À la fin de la Seconde Guerre mondiale, la course des Alliés pour arriver en Allemagne s'est déroulée à plusieurs niveaux. L'un des plus intéressants et des plus mystérieux fut l'acquisition de technologies, de documents, de «ressources intellectuelles», d'infrastructures et de matériel lié à des projets spéciaux approuvés par le nazisme. La Force T fut à l'avant-garde de ces opérations, qui furent d'ailleurs assez controversées et ne se limitèrent pas au temps de guerre…
La course aux technologies nazies
L'opération Overlord marqua le début de l'avancée en Europe occidentale sur les positions de l'Allemagne nazie. Les Alliés étaient très intéressés par les développements techniques et militaires de l'ennemi, qui avaient déjà démontré des avancées notables. Les bombes volantes V-1 et les fusées V-2 étaient les prix les plus recherchés, mais l'objectif principal allait bien au-delà de la fuséologie. Cela donna naissance à la formation de la soi-disant Force T, un escadron composé au maximum de 3 000 éléments d'origine britannique et américaine, incluant de l'infanterie légère et des ingénieurs de combat.
Les missions de la Force T
En plus de prendre le contrôle d'objectifs scientifiques et technologiques (avec un accent particulier sur le programme nucléaire allemand), la Force T avait une liste précise de priorités. D'un côté, elle devait protéger ce qui était considéré à l'époque comme «infrastructure critique» pour les forces alliées dans le processus d'occupation et de reconstruction de l'Allemagne (un bon exemple de cette infrastructure était le système téléphonique). D'autres actions de haut vol furent les extractions de «ressources intellectuelles» du territoire, avec le plan de rendre l'Allemagne moins compétitive sur les plans politique et économique.
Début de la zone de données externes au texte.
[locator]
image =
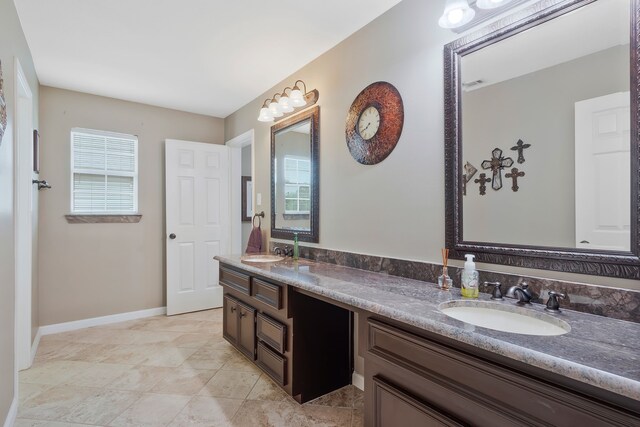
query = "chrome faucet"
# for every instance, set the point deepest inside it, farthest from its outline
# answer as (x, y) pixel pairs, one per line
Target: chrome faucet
(521, 293)
(283, 250)
(552, 304)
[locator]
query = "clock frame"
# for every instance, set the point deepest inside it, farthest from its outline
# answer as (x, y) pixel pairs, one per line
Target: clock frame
(387, 100)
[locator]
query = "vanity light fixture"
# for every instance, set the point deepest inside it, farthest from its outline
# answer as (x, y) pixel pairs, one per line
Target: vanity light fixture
(282, 105)
(491, 4)
(456, 14)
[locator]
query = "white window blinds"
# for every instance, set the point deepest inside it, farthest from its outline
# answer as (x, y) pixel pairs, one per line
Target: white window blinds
(104, 168)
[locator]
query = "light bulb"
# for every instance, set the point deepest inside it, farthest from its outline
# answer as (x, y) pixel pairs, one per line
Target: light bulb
(456, 14)
(265, 115)
(284, 104)
(491, 4)
(275, 109)
(297, 98)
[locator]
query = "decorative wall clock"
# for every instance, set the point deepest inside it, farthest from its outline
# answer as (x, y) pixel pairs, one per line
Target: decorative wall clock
(3, 107)
(374, 123)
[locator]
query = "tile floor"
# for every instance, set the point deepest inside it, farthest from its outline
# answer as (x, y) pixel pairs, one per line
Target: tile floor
(163, 371)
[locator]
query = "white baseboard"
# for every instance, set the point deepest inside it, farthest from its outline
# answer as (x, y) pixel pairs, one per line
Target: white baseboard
(357, 380)
(98, 321)
(13, 411)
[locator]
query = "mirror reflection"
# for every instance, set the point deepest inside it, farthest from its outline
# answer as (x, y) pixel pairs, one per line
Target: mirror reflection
(294, 176)
(546, 133)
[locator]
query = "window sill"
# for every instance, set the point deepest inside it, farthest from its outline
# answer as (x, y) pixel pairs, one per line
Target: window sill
(295, 216)
(103, 219)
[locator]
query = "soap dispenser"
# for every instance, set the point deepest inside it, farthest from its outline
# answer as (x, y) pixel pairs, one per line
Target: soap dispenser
(469, 287)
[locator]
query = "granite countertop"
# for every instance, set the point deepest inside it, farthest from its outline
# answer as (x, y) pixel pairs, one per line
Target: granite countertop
(599, 351)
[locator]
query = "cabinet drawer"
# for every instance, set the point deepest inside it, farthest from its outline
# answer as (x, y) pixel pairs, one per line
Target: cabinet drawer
(272, 363)
(395, 407)
(267, 293)
(235, 280)
(271, 332)
(452, 377)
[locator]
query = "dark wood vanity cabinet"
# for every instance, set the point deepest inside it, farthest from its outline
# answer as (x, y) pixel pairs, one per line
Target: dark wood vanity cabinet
(239, 326)
(261, 319)
(414, 378)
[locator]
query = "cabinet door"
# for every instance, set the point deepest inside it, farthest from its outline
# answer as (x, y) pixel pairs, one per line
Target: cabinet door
(394, 407)
(230, 319)
(247, 330)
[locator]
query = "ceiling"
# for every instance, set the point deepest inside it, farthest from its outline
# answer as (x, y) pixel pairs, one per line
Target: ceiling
(202, 56)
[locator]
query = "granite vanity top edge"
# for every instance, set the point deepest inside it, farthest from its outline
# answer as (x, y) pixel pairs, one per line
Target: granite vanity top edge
(602, 379)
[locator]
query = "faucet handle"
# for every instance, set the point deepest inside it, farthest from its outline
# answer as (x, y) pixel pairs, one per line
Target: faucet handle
(552, 304)
(496, 293)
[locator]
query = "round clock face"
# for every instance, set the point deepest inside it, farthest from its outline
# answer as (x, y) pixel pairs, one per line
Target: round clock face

C'était l'une des ordres les plus controversées de la Force T, car ils eurent recours à l'enlèvement de scientifiques et d'industriels allemands pendant et après le conflit armé, avec une mécanique semblable à celle de la Gestapo (des gens retirés de leurs foyers la nuit, comme de véritables prisonniers de guerre).
Les évacuations forcées
Ces «évacuations obligatoires» servaient un but supplémentaire, qui ne fut pas reconnu au départ : éloigner ces ressources des Soviétiques. Tout devait être retiré avant l'arrivée des troupes rouges, et si ce n'était pas possible, la Force T avait l'ordre de le détruire. En mai 1945, la Force T prit Kiel, entrant «par erreur» dans un territoire initialement désigné pour la conquête par l'Armée rouge, mais cela aida à réduire la zone d'influence soviétique et à bloquer son accès au port d'eau tempérée. Il y a aussi des histoires de membres de la Force T convainquant des soldats russes de livrer de la technologie capturée à grand renfort d'alcool. D'un certain point de vue, les membres de la Force T sont devenus les premiers soldats de la guerre froide.